Informação em tempo de férias
As férias da grande maioria dos portugueses já chegaram ao fim, naturalmente que me refiro àqueles privilegiados que vão tendo emprego e como tal direito a férias. Neste período foi evidente a inversão dos fluxos de trânsito e de hábitos, as cidades ficaram menos congestionadas e as aldeias menos desertificadas.

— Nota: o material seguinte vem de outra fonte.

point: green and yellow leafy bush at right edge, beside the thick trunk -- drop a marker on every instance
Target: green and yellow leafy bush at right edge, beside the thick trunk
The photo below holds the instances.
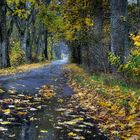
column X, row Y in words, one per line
column 131, row 68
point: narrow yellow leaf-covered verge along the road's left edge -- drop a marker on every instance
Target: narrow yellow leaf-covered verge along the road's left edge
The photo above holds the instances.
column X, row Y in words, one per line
column 22, row 68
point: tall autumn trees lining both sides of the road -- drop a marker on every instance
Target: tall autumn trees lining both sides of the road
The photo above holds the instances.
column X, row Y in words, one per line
column 96, row 31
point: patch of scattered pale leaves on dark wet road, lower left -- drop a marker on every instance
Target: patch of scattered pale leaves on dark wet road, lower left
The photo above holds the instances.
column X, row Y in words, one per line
column 15, row 109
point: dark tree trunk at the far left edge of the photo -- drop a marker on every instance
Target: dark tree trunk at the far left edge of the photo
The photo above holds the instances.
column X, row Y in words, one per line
column 4, row 41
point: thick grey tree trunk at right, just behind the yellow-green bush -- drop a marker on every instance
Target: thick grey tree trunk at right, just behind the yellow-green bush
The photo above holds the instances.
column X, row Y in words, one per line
column 119, row 32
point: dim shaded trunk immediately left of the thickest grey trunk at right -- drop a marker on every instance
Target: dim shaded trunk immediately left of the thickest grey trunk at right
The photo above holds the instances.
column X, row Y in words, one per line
column 97, row 54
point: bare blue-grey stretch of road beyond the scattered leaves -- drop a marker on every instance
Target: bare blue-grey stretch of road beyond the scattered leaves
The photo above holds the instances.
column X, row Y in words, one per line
column 30, row 82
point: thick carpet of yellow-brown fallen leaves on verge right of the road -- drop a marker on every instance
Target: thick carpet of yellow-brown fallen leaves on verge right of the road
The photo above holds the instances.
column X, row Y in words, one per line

Quer tenha sido num destino tropical, dentro do país ou simplesmente em casa de familiares, todos aproveitaram a paragem de férias para descomprimir do stress acumulado ao longo do ano nas actividades de cada um. Aproveita-se para rever familiares, para fazer tudo aquilo que ao longo do resto do ano não é possível fazer, por isso é natural que nos desliguemos da maioria das fontes de informação, que no seu conjunto é suposto garantirem alguma pluralidade. Jornais diários ou mesmo semanais, Internet ou mesmo a rádio ficam muitas vezes esquecidos ou até propositadamente deixados de lado. Mas a televisão é algo que é quase impossível dispensar, a não ser que se esteja longe do país.
Se, mesmo com acesso a todos os meios de comunicação social é difícil haver uma real pluralidade, vendo apenas televisão, é quase impossível o acesso a uma qualquer ideia de contraditório. Precisamente na forma como se faz a informação televisiva em Portugal, se vai moldando a consciência colectiva. A escolha das notícias de abertura, dos directos, dos destaques, tudo nos leva a formar uma maneira comum de pensar, na ausência de outros meios que nos façam reflectir sobre aquilo que nos entra pelos sentidos, trazido pela caixa que dizem ter mudado o mundo.
Não é difícil encontrar exemplos, a morte do futebolista espanhol Puerta mereceu ligações em directo de todos os canais, no Iraque morrem diariamente dezenas de pessoas e, no máximo, aparecem alguns segundos de notícia como descargo de consciência. Será a vida de um jogador é assim tão mais importante que as vidas de tantas pessoas inocentes? Não creio.
Todos os dias somos bombardeados em todos os jornais, de todos os canais, com largos minutos do diário dos treinos dos chamados clubes grandes de futebol e das declarações repetitivas e muitas vezes fastidiosas dos respectivos treinadores. Enquanto isso ficam esquecidos tantos problemas, tantas coisas boas conseguidas pelo país fora por tantas pessoas que todos os dias se esforçam pelo bem comum e que ficam no anonimato por força dos objectivos de audiências.
As ditas audiências não deveriam influenciar desta forma as escolhas e as opções dos responsáveis pelos serviços noticiosos. Naturalmente que cabe a cada um de nós filtrar a informação que nos chega e tentar ter informação com diferentes formas e de diferentes proveniências, sob pena estar a ser formatada uma consciência colectiva baseada em interesses pouco claros e que os portugueses estejam aos poucos a perder a capacidade de compreender, analisar e agir sobre o mundo que nos rodeia, sendo facilmente influenciáveis pelos poderes instituídos.